Metadata-Version: 2.3
Name: chrontext
Version: 0.9.7
Classifier: Development Status :: 4 - Beta
Classifier: License :: OSI Approved :: Apache Software License
Classifier: Programming Language :: Python :: 3 :: Only
Classifier: Programming Language :: Python :: 3.9
Classifier: Programming Language :: Python :: 3.10
Classifier: Programming Language :: Python :: 3.11
Classifier: Programming Language :: Rust
Classifier: Topic :: Database :: Database Engines/Servers
Classifier: Topic :: Scientific/Engineering
Requires-Dist: polars >=0.20.2
Requires-Dist: pyarrow >=7.0.0
Requires-Dist: pandas
Requires-Dist: sqlalchemy >=2.0.31
Requires-Dist: sqlalchemy-bigquery ==1.11.0
Requires-Dist: databricks-sql-connector >=3.3.0
License-File: LICENSE
Summary: Hybrid SPARQL query engine for timeseries data
Keywords: rdf,graph,arrow,sparql,timeseries
Author-email: Magnus Bakken <magnus@data-treehouse.com>
Requires-Python: >=3.9
Description-Content-Type: text/markdown; charset=UTF-8; variant=GFM
Project-URL: Homepage, https://github.com/DataTreehouse/chrontext
Project-URL: Documentation, https://datatreehouse.github.io/chrontext/chrontext/chrontext.html
Project-URL: Repository, https://github.com/DataTreehouse/chrontext
Project-URL: Changelog, https://github.com/DataTreehouse/chrontext/releases

# chrontext: High-performance hybrid query engine for knowledge graphs and analytical data (e.g. time-series)
Chrontext allows you to use your knowledge graph to access large amounts of time-series or other analytical data. It uses a commodity SPARQL Triplestore and your existing data storage infrastructure.
It currently supports time-series stored in a PostgreSQL-compatible Database such as DuckDB, Google Cloud BigQuery (SQL) and OPC UA HA, but can easily be extended to other APIs and databases.
![Chrontext Architecture](doc/chrontext_arch.png)
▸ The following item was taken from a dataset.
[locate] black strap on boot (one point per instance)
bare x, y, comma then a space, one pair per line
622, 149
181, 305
Chrontext forms a semantic layer that allows self-service data access, abstracting away technical infrastructure. 
Users can create query-based inputs for data products, that maintains these data products as the knowledge graph is maintained, and that can be deployed across heterogeneous on-premise and cloud infrastructures with the same API. 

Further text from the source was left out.